# What is the slope of the tangent line of e^(xy)/(2x-y)= C , where C is an arbitrary constant, at (2,3)?

Jan 13, 2016

I would use the fact that $C$ is not arbitrary, but is determined by the fact that $\left(2 , 3\right)$ lies on the curve.

#### Explanation:

Since $\left(2 , 3\right)$ lies on the curve, we can find $C = {e}^{6}$.

The equation becomes:

${e}^{x y} = 2 {e}^{6} x - {e}^{6} y$     (for $y \ne 2 x$)
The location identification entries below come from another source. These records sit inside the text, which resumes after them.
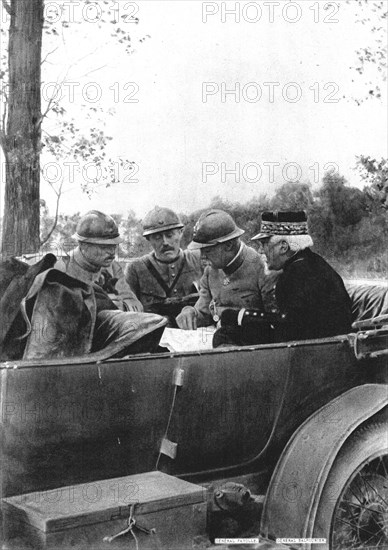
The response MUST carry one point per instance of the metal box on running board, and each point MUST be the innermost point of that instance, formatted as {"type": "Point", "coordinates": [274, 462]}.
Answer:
{"type": "Point", "coordinates": [151, 511]}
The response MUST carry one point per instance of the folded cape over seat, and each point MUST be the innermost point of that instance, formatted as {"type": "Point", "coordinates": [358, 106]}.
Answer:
{"type": "Point", "coordinates": [47, 314]}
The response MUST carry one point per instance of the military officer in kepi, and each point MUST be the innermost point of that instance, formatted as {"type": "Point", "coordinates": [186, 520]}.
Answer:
{"type": "Point", "coordinates": [310, 294]}
{"type": "Point", "coordinates": [236, 278]}
{"type": "Point", "coordinates": [93, 260]}
{"type": "Point", "coordinates": [167, 279]}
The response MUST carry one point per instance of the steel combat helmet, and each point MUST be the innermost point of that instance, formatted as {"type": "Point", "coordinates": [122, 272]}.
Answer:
{"type": "Point", "coordinates": [160, 219]}
{"type": "Point", "coordinates": [97, 228]}
{"type": "Point", "coordinates": [214, 227]}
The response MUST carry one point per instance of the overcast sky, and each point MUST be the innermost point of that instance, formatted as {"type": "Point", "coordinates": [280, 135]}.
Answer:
{"type": "Point", "coordinates": [183, 133]}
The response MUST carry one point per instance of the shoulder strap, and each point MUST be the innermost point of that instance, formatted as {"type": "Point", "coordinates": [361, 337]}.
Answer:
{"type": "Point", "coordinates": [167, 289]}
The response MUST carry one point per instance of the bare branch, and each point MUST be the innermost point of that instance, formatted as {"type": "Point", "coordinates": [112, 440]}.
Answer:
{"type": "Point", "coordinates": [49, 53]}
{"type": "Point", "coordinates": [58, 193]}
{"type": "Point", "coordinates": [95, 70]}
{"type": "Point", "coordinates": [3, 143]}
{"type": "Point", "coordinates": [7, 7]}
{"type": "Point", "coordinates": [4, 112]}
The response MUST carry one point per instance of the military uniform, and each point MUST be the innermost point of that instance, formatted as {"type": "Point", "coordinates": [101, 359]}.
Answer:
{"type": "Point", "coordinates": [153, 281]}
{"type": "Point", "coordinates": [78, 267]}
{"type": "Point", "coordinates": [244, 283]}
{"type": "Point", "coordinates": [310, 295]}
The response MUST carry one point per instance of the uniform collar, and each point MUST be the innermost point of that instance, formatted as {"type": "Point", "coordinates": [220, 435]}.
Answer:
{"type": "Point", "coordinates": [237, 261]}
{"type": "Point", "coordinates": [299, 256]}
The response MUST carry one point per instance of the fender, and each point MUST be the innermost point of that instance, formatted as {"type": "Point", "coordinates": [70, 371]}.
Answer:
{"type": "Point", "coordinates": [297, 482]}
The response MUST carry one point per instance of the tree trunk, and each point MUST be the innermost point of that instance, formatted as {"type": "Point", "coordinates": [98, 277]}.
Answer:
{"type": "Point", "coordinates": [22, 141]}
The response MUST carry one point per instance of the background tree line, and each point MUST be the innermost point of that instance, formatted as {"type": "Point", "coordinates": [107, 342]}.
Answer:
{"type": "Point", "coordinates": [349, 226]}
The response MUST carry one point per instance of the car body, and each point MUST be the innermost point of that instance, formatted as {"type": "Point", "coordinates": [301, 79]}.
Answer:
{"type": "Point", "coordinates": [220, 413]}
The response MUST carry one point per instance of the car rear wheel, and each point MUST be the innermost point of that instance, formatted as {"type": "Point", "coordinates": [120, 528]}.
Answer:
{"type": "Point", "coordinates": [353, 509]}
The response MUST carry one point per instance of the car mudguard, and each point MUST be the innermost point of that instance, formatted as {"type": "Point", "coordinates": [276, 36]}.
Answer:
{"type": "Point", "coordinates": [297, 482]}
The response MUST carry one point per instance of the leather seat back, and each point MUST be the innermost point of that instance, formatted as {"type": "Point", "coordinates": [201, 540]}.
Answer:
{"type": "Point", "coordinates": [368, 300]}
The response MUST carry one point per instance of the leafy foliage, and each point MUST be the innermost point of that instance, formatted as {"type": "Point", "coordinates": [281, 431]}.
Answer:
{"type": "Point", "coordinates": [348, 226]}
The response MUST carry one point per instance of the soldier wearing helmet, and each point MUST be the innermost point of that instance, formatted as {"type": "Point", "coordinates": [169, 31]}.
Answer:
{"type": "Point", "coordinates": [93, 259]}
{"type": "Point", "coordinates": [165, 280]}
{"type": "Point", "coordinates": [235, 279]}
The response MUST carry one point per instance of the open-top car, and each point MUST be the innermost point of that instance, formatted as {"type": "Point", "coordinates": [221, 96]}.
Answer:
{"type": "Point", "coordinates": [302, 423]}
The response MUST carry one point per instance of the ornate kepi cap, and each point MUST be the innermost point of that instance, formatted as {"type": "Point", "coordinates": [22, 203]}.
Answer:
{"type": "Point", "coordinates": [282, 223]}
{"type": "Point", "coordinates": [214, 227]}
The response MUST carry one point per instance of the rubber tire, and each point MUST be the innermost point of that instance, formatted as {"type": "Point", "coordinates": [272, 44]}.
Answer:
{"type": "Point", "coordinates": [364, 445]}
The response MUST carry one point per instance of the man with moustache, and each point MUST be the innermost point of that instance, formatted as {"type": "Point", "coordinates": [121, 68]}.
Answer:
{"type": "Point", "coordinates": [93, 261]}
{"type": "Point", "coordinates": [166, 279]}
{"type": "Point", "coordinates": [310, 294]}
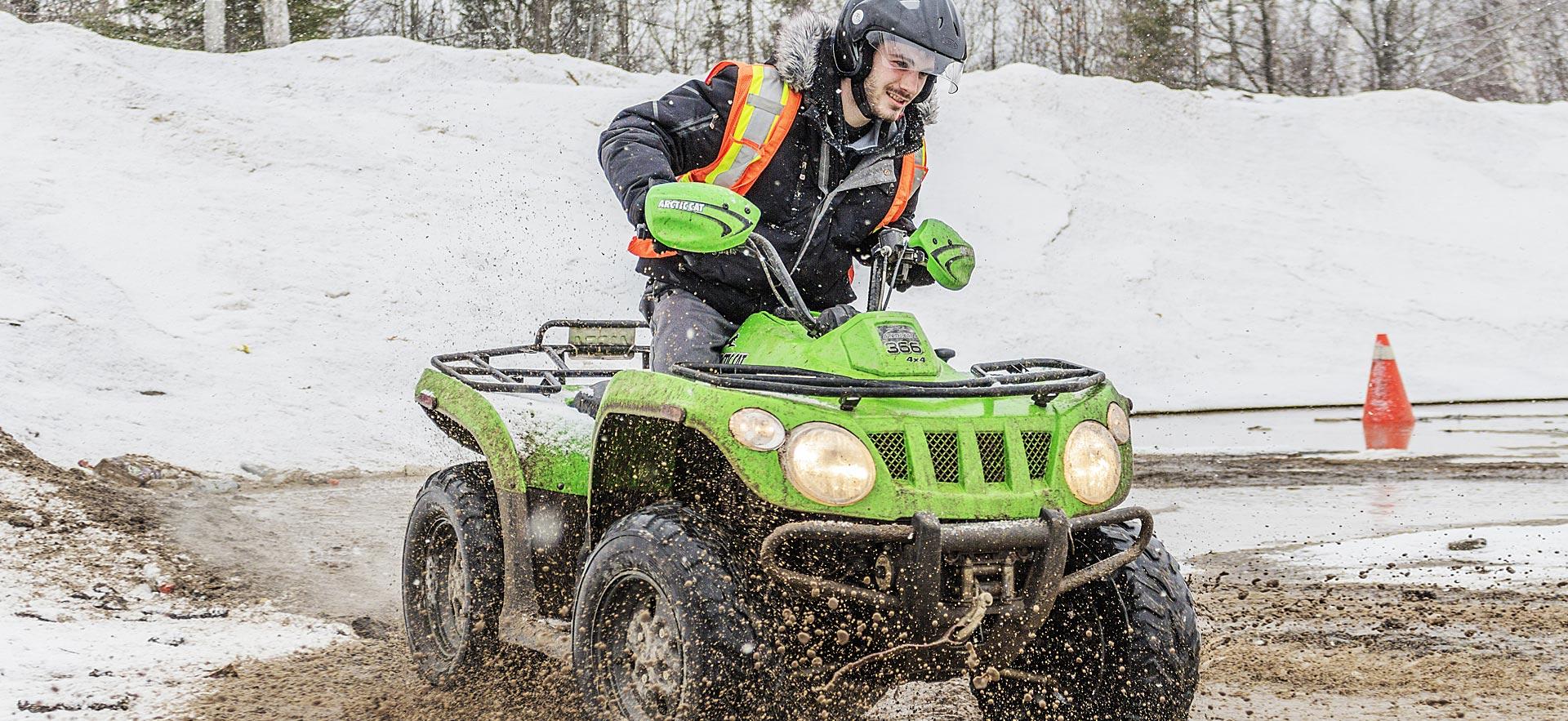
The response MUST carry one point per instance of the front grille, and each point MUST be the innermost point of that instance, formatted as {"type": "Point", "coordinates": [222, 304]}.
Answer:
{"type": "Point", "coordinates": [944, 455]}
{"type": "Point", "coordinates": [891, 447]}
{"type": "Point", "coordinates": [952, 460]}
{"type": "Point", "coordinates": [993, 456]}
{"type": "Point", "coordinates": [1037, 448]}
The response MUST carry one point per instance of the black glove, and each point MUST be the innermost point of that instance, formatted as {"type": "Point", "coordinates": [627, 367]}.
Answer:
{"type": "Point", "coordinates": [836, 315]}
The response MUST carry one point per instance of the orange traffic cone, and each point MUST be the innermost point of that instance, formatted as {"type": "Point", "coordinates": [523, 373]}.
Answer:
{"type": "Point", "coordinates": [1387, 419]}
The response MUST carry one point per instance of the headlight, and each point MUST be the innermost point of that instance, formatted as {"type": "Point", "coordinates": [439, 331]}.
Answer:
{"type": "Point", "coordinates": [1117, 421]}
{"type": "Point", "coordinates": [828, 465]}
{"type": "Point", "coordinates": [756, 429]}
{"type": "Point", "coordinates": [1092, 463]}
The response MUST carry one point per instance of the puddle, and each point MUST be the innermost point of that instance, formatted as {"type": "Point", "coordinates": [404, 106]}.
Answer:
{"type": "Point", "coordinates": [1537, 431]}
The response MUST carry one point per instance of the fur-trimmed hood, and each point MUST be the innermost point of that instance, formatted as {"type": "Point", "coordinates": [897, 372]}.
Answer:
{"type": "Point", "coordinates": [804, 54]}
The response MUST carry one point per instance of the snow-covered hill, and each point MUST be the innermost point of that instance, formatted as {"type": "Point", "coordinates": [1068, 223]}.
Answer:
{"type": "Point", "coordinates": [278, 240]}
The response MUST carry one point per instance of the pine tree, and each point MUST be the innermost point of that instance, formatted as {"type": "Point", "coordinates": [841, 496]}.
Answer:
{"type": "Point", "coordinates": [179, 22]}
{"type": "Point", "coordinates": [1153, 44]}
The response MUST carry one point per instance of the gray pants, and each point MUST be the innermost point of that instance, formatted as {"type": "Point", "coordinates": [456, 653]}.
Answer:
{"type": "Point", "coordinates": [686, 330]}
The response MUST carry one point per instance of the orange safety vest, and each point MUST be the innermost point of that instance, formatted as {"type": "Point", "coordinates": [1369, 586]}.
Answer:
{"type": "Point", "coordinates": [760, 118]}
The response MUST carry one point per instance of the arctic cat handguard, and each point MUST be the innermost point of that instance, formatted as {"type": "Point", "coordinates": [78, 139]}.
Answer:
{"type": "Point", "coordinates": [698, 216]}
{"type": "Point", "coordinates": [949, 257]}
Differentiating implicitly yields:

${e}^{x y} \left(y + x \frac{\mathrm{dy}}{\mathrm{dx}}\right) = 2 {e}^{6} - {e}^{6} \frac{\mathrm{dy}}{\mathrm{dx}}$

We were not asked for an explicit formula for $\frac{\mathrm{dy}}{\mathrm{dx}}$, so let's not bother with that.

At the point of interest $x = 2$ and $y = 3$, so we get:

${e}^{6} \left(3 + 2 \frac{\mathrm{dy}}{\mathrm{dx}}\right) = 2 {e}^{6} - {e}^{6} \frac{\mathrm{dy}}{\mathrm{dx}}$

So we need only solve:

$3 + 2 \frac{\mathrm{dy}}{\mathrm{dx}} = 2 - \frac{\mathrm{dy}}{\mathrm{dx}}$ for $\frac{\mathrm{dy}}{\mathrm{dx}} = - \frac{1}{3}$ and we're done.